In 1976, Hall requested entry to the New York City Marathon, but was refused. In 1978, Hall filed a discrimination lawsuit against the New York Road Runners (NYRR), who then allowed him to partake in the 1978 and 1979 events. In 1982, after NYRR appealed the suit, the court ruled in favor of NYRR. However, the Mayor of New York City, Ed Koch, intervened and threatened to cancel the race if wheelchair athletes were not allowed to participate.

In 1980, Hall completed a wheelchair trek from Florida to Boston alongside American road racer Dave McGillivray to raise money for The Jimmy Fund. The East Coast Run took 38 days over a distance of 1520 miles, ending at the Boston Marathon finish line, and included photo ops with the Boston Red Sox and President Jimmy Carter.
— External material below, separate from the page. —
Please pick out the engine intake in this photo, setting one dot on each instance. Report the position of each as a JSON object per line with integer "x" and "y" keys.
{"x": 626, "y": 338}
In 2002, Hall appeared on the list of Boston magazine's Top 40 Favorite Bostonians, preceded only by Errol Morris and Tom Brady.

== Wheelchair design ==
In 1978, Hall founded Hall's Wheels, a company that designed and produced lightweight, custom-built racing wheelchairs. Hall's innovations significantly improved the performance of racing wheelchairs, making them lighter and more aerodynamic.

==Death==
Hall died from complications of pneumonia on April 12, 2026, at the age of 74. He had been under hospice care at Mount Auburn Hospital in Cambridge at the time of his death.

== Recognition ==
In 1996, Hall participated in the unveiling of a monument in Copley Square, in Boston, celebrating the 100th anniversary of the Boston Marathon. Hall was joined by several fellow champions, including Johnny Kelley, Greg Meyer, and the race's first female participant and women's champion, Bobbi Gibb.

In 2025, Hall was honored by the BAA on the 50th anniversary of his historic Boston Marathon race. He was named Grand Marshal of the 129th Boston Marathon, alongside fellow 1975 champion Bill Rodgers.

== Awards and distinctions ==
- 1974 National Wheelchair Mile (6:51) 1st (NR)
- 1974 Toledo Ohio Marathon 1st
- 1975 Boston Marathon (2:58:00) 1st (CR)
- 1977 Boston Marathon (2:40:10) 1st (WR)
- 1980 Boston Marathon 3rd
- 1981 Boston Marathon 3rd
- 1991 Adaptive Sports Hall Of Fame inductee
- 2025 Rick and Dick Hoyt Award
- 2025 Boston Marathon grand marshal with Bill Rodgers
- 2025 UMass Boston Athletics Hall of Fame (Note: Hall's alma mater, Boston State College, was merged into the University of Massachusetts Boston in 1982.)